This makes good sense if you had molecular dynamics simulations that would give the distribution of the molecular lengths in abstract dimensionless quantities like units of say atomic interaction radii. You can use those simulations to fit a new distribution (in my example it'd be the t distrib) and it would directly follow through.

"...the summary statistics of the output are... functions of the parameters and data."

But in ABC, the summary statistics are functions of only the data, not the parameters. Otherwise it would be impossible to compute the closeness of simulated statistics to observed statistics.

My perspective on ABC is the opposite of yours: ABC is all about generative models, and is useful precisely when the likelihood is intractable and it would be impossible to make use of declarative claims.

It is definitely the case that I'm not used to thinking about dimensionless quantities. I was trained to use them in chemical engineering undergrad, but that was a long time ago and I haven't used them since.

If you put in a set of parameters, the forward model will give you deterministically a set of simulated data. Therefore these values are functions of the parameters. You calculate summary statistics of the simulated data, and compare these summary statistics to the summary of the real data. It's this "distance" between the simulated summary and the actual summary that you are putting a distribution on when you do your accept/reject.

another way to say it is in ABC you are making the following declarative statement when you do a rejection:

distance(summary(fakedata(parameters)) , summary(real_data)) ~ uniform(0,epsilon)
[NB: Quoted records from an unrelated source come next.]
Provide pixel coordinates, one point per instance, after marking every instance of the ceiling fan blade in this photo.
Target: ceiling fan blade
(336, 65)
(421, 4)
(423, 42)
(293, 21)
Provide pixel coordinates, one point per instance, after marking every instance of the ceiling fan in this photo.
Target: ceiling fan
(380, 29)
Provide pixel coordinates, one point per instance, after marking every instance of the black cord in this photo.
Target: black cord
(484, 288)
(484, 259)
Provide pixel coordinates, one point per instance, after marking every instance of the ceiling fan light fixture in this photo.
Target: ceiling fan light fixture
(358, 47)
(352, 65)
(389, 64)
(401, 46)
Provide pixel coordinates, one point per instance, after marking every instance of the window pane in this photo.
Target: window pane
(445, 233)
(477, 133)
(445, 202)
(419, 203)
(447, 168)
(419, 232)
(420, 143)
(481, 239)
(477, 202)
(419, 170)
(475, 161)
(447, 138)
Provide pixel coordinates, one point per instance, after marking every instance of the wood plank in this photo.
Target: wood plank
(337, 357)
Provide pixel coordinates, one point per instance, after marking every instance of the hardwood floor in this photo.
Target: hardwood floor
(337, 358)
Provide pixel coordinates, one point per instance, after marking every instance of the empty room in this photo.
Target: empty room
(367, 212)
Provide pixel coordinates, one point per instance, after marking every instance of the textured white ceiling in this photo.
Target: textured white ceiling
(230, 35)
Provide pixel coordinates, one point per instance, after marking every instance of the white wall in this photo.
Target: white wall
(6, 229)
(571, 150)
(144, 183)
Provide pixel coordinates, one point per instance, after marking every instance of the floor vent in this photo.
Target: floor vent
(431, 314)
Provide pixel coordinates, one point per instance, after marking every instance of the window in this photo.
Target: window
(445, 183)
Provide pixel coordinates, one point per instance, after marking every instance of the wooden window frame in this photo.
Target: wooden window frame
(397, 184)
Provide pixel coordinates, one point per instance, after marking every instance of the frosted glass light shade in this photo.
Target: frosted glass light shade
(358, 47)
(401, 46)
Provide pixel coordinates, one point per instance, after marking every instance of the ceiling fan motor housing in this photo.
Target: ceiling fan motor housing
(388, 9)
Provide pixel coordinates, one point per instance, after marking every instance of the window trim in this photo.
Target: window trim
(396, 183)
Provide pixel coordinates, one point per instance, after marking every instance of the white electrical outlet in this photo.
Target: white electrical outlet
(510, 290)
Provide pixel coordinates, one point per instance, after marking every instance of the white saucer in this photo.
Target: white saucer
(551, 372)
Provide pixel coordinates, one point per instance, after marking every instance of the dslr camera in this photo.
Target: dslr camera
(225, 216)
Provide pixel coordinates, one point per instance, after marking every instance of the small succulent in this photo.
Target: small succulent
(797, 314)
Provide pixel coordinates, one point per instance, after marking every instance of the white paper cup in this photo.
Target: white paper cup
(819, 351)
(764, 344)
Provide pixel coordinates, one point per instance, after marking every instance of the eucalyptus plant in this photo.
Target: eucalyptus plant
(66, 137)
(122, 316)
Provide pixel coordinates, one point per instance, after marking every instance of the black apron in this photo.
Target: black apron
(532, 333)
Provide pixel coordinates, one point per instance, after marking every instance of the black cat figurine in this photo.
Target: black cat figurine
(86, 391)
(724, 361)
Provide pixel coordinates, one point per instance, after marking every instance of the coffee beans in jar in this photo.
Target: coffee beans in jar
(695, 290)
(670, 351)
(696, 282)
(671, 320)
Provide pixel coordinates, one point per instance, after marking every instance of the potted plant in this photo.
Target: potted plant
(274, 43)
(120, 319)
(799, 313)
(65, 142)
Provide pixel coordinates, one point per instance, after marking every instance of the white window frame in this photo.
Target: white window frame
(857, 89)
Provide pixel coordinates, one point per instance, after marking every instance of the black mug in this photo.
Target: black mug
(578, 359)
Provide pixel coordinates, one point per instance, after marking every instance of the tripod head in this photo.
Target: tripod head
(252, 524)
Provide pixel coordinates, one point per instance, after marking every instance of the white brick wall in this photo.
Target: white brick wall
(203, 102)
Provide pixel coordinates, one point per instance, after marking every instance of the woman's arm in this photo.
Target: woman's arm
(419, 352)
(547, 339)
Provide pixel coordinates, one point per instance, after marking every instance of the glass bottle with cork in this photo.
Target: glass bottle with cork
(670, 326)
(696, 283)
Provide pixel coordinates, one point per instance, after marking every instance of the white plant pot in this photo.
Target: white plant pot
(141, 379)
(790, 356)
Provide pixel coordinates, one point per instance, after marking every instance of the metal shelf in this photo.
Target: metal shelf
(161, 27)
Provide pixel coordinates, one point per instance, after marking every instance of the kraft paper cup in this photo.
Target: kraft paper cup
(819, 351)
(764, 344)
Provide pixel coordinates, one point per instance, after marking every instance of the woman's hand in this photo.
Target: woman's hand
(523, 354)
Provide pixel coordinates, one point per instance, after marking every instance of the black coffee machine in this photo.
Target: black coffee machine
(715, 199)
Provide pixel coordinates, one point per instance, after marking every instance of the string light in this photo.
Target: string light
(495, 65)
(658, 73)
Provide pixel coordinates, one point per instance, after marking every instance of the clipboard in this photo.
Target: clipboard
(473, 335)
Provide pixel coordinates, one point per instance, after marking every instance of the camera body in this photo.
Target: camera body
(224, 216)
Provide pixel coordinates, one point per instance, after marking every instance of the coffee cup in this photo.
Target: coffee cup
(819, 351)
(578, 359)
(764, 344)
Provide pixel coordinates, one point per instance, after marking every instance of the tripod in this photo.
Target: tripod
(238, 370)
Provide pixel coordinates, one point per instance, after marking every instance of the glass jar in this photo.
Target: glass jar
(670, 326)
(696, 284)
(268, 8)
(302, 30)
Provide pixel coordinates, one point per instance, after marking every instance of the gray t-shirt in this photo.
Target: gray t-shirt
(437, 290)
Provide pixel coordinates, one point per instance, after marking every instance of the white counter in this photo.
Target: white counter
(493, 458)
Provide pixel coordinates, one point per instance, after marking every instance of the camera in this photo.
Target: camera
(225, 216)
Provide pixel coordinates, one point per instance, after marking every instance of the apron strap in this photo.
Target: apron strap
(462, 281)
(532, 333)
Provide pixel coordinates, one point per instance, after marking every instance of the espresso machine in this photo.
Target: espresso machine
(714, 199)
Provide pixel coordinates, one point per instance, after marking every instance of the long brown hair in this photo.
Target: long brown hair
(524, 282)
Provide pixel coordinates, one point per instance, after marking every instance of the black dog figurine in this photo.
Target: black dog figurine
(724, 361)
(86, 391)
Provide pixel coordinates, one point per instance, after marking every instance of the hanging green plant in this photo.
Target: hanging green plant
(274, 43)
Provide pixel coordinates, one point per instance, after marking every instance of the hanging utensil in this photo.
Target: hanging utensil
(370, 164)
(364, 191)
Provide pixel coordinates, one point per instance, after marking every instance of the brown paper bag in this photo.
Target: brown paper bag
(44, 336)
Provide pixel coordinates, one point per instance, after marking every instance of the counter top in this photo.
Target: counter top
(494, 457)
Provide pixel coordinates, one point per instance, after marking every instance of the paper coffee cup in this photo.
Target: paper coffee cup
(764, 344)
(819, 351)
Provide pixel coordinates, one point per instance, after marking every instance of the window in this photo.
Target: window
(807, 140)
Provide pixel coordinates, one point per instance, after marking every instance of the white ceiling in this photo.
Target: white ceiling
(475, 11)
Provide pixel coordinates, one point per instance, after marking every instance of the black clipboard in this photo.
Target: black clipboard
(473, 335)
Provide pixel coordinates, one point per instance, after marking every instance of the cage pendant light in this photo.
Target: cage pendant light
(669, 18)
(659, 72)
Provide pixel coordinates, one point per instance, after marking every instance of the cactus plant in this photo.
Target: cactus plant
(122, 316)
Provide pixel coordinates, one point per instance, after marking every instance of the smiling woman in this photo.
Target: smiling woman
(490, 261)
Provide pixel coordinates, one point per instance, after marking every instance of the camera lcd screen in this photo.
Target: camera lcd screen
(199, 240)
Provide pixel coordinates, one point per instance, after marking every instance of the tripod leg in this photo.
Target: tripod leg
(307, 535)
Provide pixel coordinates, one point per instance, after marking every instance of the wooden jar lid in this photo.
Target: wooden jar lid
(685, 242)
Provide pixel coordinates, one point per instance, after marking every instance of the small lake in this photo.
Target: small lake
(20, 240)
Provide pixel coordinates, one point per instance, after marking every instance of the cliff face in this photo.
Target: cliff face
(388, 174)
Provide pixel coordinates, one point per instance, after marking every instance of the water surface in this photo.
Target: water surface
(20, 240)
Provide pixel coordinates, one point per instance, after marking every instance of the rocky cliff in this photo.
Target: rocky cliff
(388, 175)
Yeeeesssss, but this is not how one usually speaks of functions...

The summary function is

f:data_space -> summary_space

and not

f: (data_space x parameter_space) -> summary_space

It's true that the data we put in generated via

g:(random_seed_space x parameter_space) -> data_space

but the composition h = f(g(.))

h:(random_seed_space x parameter_space) - > summary_space

is conceptually distinct from f. So you see how I could get confused...